Research Projects

High-consequence microorganisms can put healthcare workers (HCWs) at risk for infection during treatment. The recent 2014-2105 Ebola outbreak raised awareness about the importance of personal protective equipment (PPE) in preventing HCWs from contracting this deadly disease. Organizations across the country have formed unprecedented collaborations to share experiences and lessons learned, with the hope of improving procedures and designs for existing and new treatment facilities. Consensus and standardization have not been achieved, however, which raises the question of what are the best practices to keep care providers and patients safe. 

HCWs contaminate themselves and their PPE during routine patient care and in the doffing process. A better understanding of how errors occur is needed. Integral to this understanding are considerations of how modifications to the “built environment” can reduce errors in this process by creating better physical spaces to accommodate accurate PPE processes. Understanding these processes in the context of Ebola virus disease can not only inform future prevention strategies for Ebola, but for more common pathogens including MRSA, VRE, CRE and C. difficile.

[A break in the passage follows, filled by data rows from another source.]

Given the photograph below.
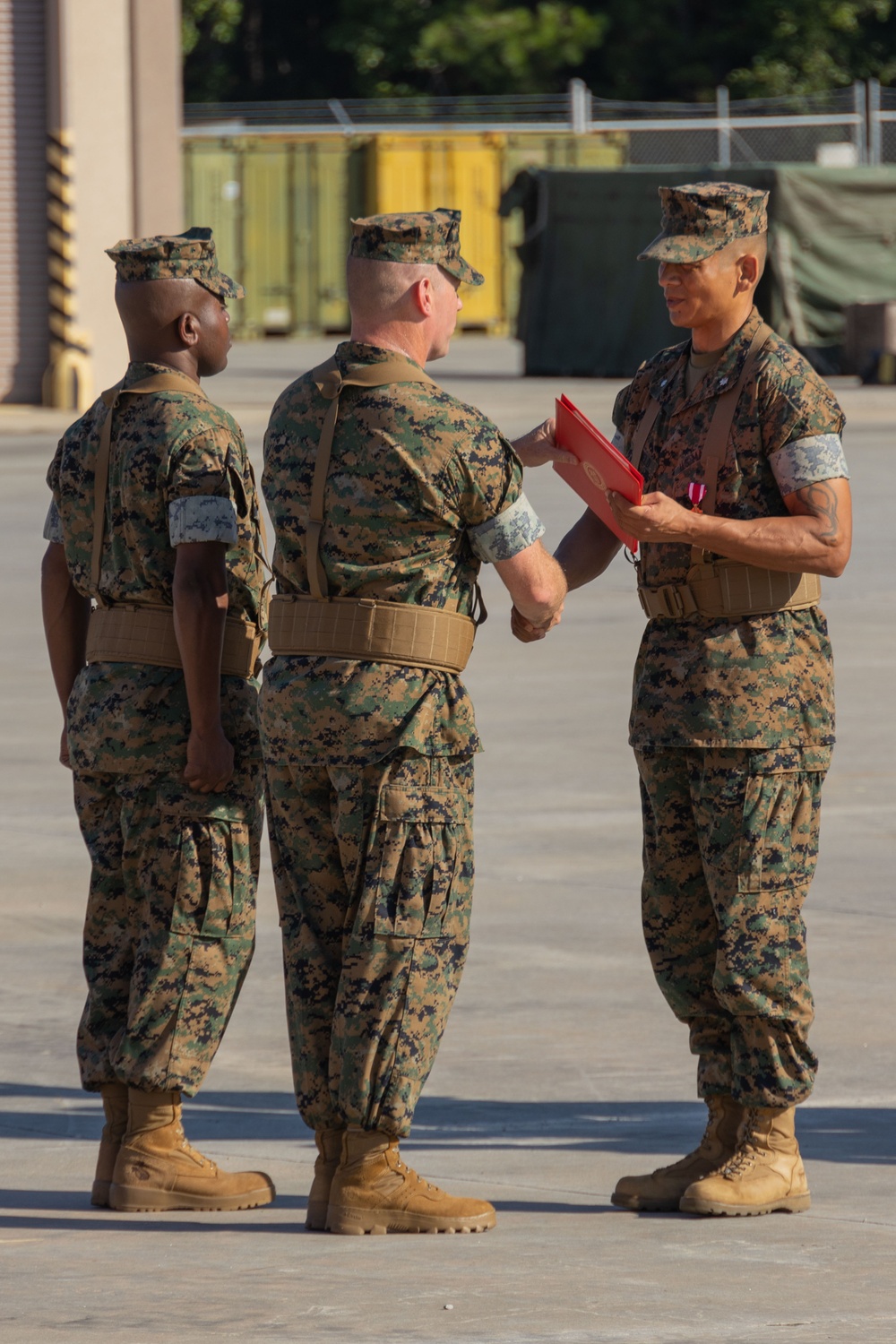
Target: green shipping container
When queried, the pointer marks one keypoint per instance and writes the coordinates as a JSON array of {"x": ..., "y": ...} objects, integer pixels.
[{"x": 280, "y": 207}]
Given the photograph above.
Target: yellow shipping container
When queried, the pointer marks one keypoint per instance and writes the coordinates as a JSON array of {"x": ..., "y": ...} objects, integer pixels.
[
  {"x": 460, "y": 172},
  {"x": 280, "y": 207}
]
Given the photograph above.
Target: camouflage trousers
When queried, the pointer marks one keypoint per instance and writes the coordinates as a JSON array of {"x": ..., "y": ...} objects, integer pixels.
[
  {"x": 729, "y": 847},
  {"x": 374, "y": 873},
  {"x": 169, "y": 926}
]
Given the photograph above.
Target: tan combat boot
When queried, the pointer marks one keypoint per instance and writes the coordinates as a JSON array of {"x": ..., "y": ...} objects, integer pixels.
[
  {"x": 766, "y": 1174},
  {"x": 158, "y": 1169},
  {"x": 115, "y": 1105},
  {"x": 374, "y": 1191},
  {"x": 330, "y": 1150},
  {"x": 659, "y": 1191}
]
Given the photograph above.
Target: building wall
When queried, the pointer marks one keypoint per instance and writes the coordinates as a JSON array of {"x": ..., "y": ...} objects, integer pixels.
[
  {"x": 97, "y": 78},
  {"x": 108, "y": 74},
  {"x": 23, "y": 210},
  {"x": 156, "y": 101}
]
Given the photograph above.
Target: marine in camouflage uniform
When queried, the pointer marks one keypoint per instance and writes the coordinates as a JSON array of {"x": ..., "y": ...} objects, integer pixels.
[
  {"x": 171, "y": 910},
  {"x": 370, "y": 765},
  {"x": 732, "y": 718}
]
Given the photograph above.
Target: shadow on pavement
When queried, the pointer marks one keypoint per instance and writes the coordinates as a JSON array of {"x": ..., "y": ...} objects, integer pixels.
[{"x": 826, "y": 1133}]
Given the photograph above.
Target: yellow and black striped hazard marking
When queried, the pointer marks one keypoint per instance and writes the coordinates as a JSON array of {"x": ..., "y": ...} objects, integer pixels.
[{"x": 69, "y": 379}]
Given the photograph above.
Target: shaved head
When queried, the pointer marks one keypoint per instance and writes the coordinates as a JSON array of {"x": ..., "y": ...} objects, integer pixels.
[
  {"x": 737, "y": 247},
  {"x": 150, "y": 306},
  {"x": 166, "y": 320},
  {"x": 379, "y": 290}
]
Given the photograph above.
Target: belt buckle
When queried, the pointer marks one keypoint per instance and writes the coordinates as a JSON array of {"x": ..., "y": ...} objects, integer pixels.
[{"x": 672, "y": 599}]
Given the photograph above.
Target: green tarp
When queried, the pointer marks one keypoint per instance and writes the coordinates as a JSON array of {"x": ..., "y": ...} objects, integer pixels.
[{"x": 587, "y": 308}]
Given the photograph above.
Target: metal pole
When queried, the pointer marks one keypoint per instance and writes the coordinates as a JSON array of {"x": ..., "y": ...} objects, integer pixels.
[
  {"x": 723, "y": 109},
  {"x": 874, "y": 124},
  {"x": 860, "y": 132},
  {"x": 579, "y": 107}
]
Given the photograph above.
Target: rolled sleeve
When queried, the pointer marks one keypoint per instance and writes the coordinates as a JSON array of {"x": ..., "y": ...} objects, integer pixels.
[
  {"x": 202, "y": 518},
  {"x": 804, "y": 461},
  {"x": 53, "y": 526},
  {"x": 506, "y": 534}
]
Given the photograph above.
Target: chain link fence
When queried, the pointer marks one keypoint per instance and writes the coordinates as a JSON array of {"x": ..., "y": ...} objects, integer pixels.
[{"x": 841, "y": 128}]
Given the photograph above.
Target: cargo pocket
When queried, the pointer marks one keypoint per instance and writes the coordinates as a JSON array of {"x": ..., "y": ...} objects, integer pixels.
[
  {"x": 211, "y": 843},
  {"x": 774, "y": 804},
  {"x": 417, "y": 875}
]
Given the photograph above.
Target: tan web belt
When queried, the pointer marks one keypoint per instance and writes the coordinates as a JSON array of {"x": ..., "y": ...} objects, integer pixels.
[
  {"x": 735, "y": 590},
  {"x": 145, "y": 633},
  {"x": 360, "y": 628}
]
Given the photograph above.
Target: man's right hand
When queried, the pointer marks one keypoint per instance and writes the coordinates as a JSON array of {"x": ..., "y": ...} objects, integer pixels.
[
  {"x": 540, "y": 446},
  {"x": 527, "y": 632},
  {"x": 210, "y": 762}
]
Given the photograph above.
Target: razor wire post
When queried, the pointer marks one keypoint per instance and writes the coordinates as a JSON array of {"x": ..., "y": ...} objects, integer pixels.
[{"x": 723, "y": 117}]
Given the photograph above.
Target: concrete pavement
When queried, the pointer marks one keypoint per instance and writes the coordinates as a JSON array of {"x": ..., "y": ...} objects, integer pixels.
[{"x": 560, "y": 1070}]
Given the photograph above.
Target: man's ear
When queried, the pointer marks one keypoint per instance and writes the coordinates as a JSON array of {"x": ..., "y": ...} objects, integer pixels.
[
  {"x": 748, "y": 271},
  {"x": 425, "y": 295},
  {"x": 188, "y": 330}
]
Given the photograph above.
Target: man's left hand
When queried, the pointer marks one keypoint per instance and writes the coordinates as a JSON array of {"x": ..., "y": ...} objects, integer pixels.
[
  {"x": 540, "y": 446},
  {"x": 656, "y": 519}
]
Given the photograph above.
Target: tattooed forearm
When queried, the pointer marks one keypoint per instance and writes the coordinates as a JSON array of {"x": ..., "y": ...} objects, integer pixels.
[{"x": 820, "y": 500}]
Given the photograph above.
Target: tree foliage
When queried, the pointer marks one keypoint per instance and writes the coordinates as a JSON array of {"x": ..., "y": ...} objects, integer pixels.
[{"x": 649, "y": 50}]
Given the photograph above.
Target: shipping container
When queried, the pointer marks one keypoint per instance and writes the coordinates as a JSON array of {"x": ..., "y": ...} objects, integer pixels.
[
  {"x": 280, "y": 206},
  {"x": 280, "y": 210}
]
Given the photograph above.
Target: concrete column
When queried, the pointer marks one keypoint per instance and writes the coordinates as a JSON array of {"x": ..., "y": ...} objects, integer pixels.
[
  {"x": 156, "y": 116},
  {"x": 23, "y": 211},
  {"x": 113, "y": 116}
]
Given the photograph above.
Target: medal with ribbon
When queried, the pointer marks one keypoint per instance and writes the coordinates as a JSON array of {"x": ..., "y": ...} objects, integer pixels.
[{"x": 696, "y": 492}]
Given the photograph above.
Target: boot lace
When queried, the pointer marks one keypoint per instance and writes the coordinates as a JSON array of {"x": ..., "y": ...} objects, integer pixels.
[
  {"x": 402, "y": 1168},
  {"x": 745, "y": 1152},
  {"x": 191, "y": 1152}
]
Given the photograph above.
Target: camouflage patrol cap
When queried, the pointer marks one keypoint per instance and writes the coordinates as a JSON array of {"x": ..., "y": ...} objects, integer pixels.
[
  {"x": 702, "y": 217},
  {"x": 188, "y": 255},
  {"x": 429, "y": 238}
]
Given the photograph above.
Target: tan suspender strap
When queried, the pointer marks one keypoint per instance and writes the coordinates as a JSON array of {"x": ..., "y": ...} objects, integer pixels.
[
  {"x": 726, "y": 588},
  {"x": 331, "y": 383},
  {"x": 144, "y": 632},
  {"x": 642, "y": 432},
  {"x": 171, "y": 382},
  {"x": 716, "y": 443},
  {"x": 381, "y": 632}
]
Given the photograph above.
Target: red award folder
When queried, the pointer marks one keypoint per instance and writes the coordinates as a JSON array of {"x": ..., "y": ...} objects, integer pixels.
[{"x": 600, "y": 467}]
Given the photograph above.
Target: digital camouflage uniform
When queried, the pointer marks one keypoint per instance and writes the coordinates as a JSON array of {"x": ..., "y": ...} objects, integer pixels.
[
  {"x": 171, "y": 910},
  {"x": 732, "y": 720},
  {"x": 368, "y": 765}
]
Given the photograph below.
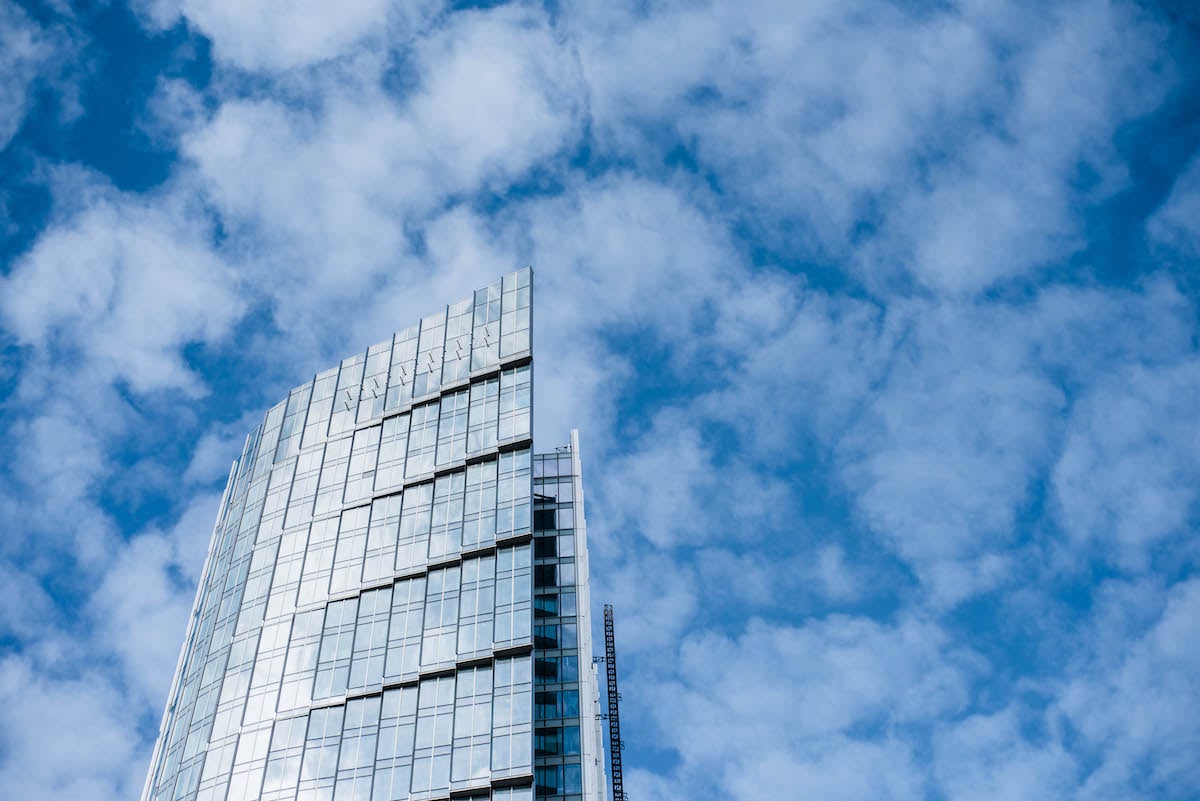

Specifically, PEACH is currently undertaking 3 related but independent projects that: 

  1. Identify steps in the doffing protocol that are error prone;
  2. Evaluate design elements in the physical space where doffing occurs; and
  3. Provide pragmatic hand hygiene solutions to these problems that could be immediately implemented to improve the safety of HCWs.

PPE Contamination

Study Summary

Although isolation guidelines for the use of PPE in healthcare settings for common pathogens exist, there is a need to protect HCWs from Ebola virus (EBOV) and other high-risk pathogens. High-risk pathogens require the use of complex high-level isolation PPE. The objectives of this project are to: use harmless viruses and fluorescent tracers to determine if there is transfer of viruses and fluorescent tracer to hands and clothing during simulated doffing of PPE by HCWs trained in use of high-level isolation PPE, and conduct human factors analysis to determine:

  1. How deviations from correct doffing protocol occur
  2. Where deviations are likely to occur
  3. The relationship between virus transfer and protocol deviations.

PPE and Design

Study Summary

The design of healthcare spaces can make it easier to follow the appropriate steps and prevent contamination during the process. Building on the network of Georgia Ebola treatment centers we will study how trained HCW put on and remove PPE to understand how the built environment supports or hinders safe donning and doffing. We then will create designs for improved settings for removing PPE and test these designs in the SimTigrate lab, a unique full-scale mockup facility at Georgia Tech. The objectives of this project are: to document variability in the current donning and doffing process, the systemic contributors to this variability, and the predicted impacts on errors and transmission of pathogens and using a simulation lab and a human factors approach, re-design and improve the donning and doffing process and the built environment to reduce variability and improve outcomes.

Improving Hand Hygiene Compliance with an Automated Monitoring System

Study Summary

Many healthcare-associated infections in acute care hospitals are transmitted by contact and the hands of HCWs can play an important role in this transmission. Because of this, performance of hand hygiene (HH) is considered by the Centers for Disease Control and Prevention and the World Health Organization to be one of the most important interventions in healthcare settings. Electronic systems to monitor, prompt, and cue HCWs have been implemented to improve rates of HH compliance, but further research is needed to optimize the use of this technology. The objectives of this project are to: identify the optimal combination of provider feedback and device audio reminders to improve HH compliance using a prospective observational cohort design, and assess HCW attitudes and beliefs regarding the monitoring of, and providing feedback on, individual HH compliance and the use of audio reminders to promote HH compliance using qualitative research methods.